Constrained optimization

Exercise 1

Consider the problem:

$$\min_{\mathbf{x}\in\mathbb{R}^2}{J(\mathbf{x})=2x_1+x_2}\,\,\,\text{s.t.}\,\,\,x_1^2+x_2^2-2=0,$$

  1. find all the extreme points, and
  2. check the KKT conditions at the extreme points.

Exercise 2

Consider the half-space defined by (this is the exercise on page 353 n. 12.14 in the textbook):

$$H=\{\mathbf{x}\in\,\mathbb{R}^n\,\text{s.t.}\,\mathbf{a}^T\mathbf{x}+\alpha\geq 0\},$$

where \(\mathbf{a}\in\,\mathbb{R}^n,\,\alpha\in\,\mathbb{R}\) are given:

  1. formulate and solve the optimization problem of finding the point \(\mathbf{x}^*\in H\) with the smallest Euclidean norm.

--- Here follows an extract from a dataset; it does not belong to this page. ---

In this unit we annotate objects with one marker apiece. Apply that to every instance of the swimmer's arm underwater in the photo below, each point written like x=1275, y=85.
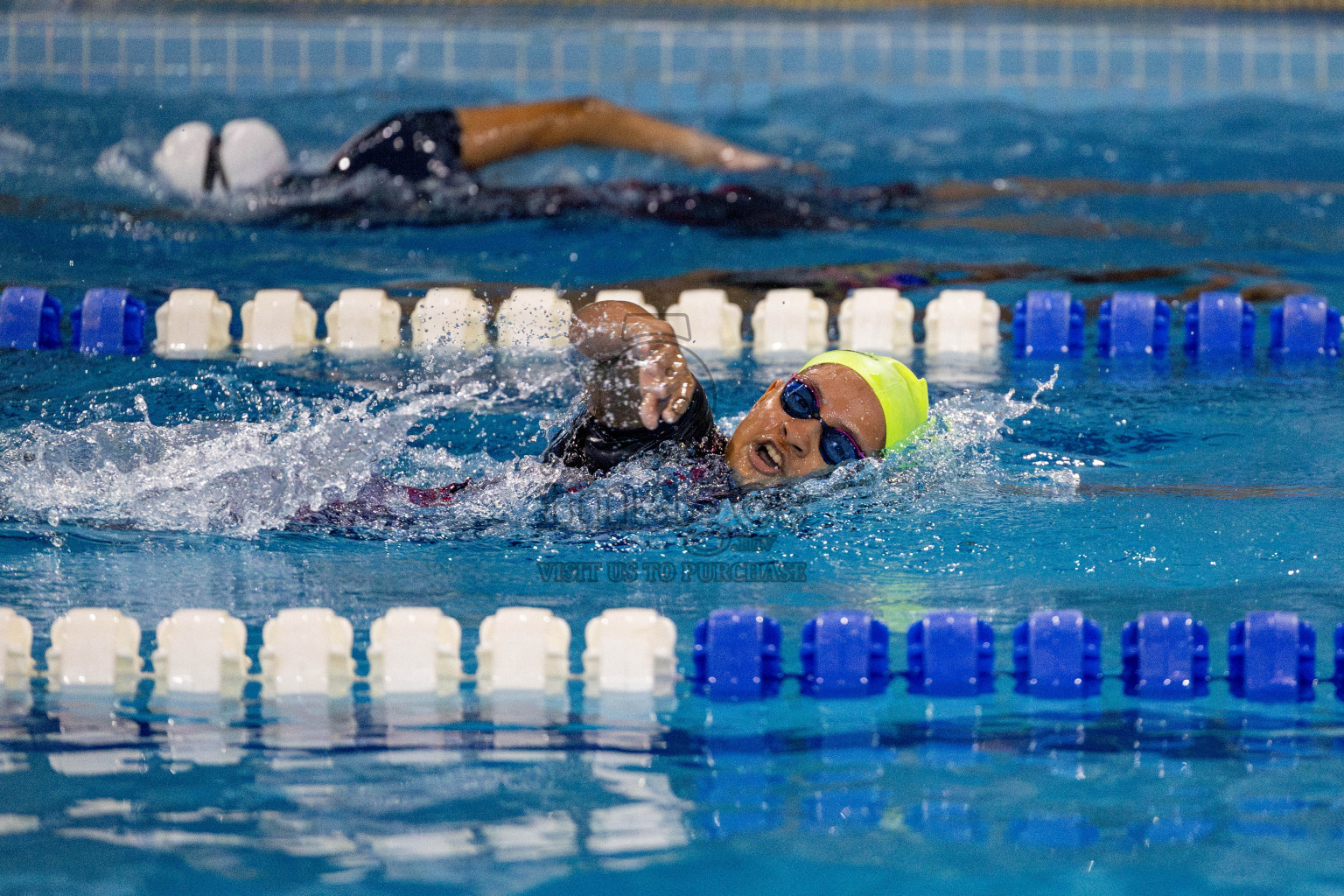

What is the Euclidean norm?

def: given \(\mathbf{x}=(x_1,x_2,\ldots,x_n)\in\,\mathbb{R}^n\), the Euclidean norm of \(\mathbf{x}\), denoted \(\lVert \mathbf{x} \rVert\), is defined \(\lVert \mathbf{x} \rVert=\sqrt{\sum^n_{i=1}{x_i^2}}\).

Euclidean distance
a. the norm in 2D (\(\mathbb{R}^2\))
Euclidean distance
b. the norm in 3D (\(\mathbb{R}^3\))

But what does it mean physically? Let's use the vector \(\mathbf{x}\) as a Euclidean vector, that basically means a point in the Euclidean space \(\mathbb{R}^n\). The Euclidean norm just measures the length of the vector \(\mathbf{x}\) from the origin, as a consequence of the Pythagorean theorem.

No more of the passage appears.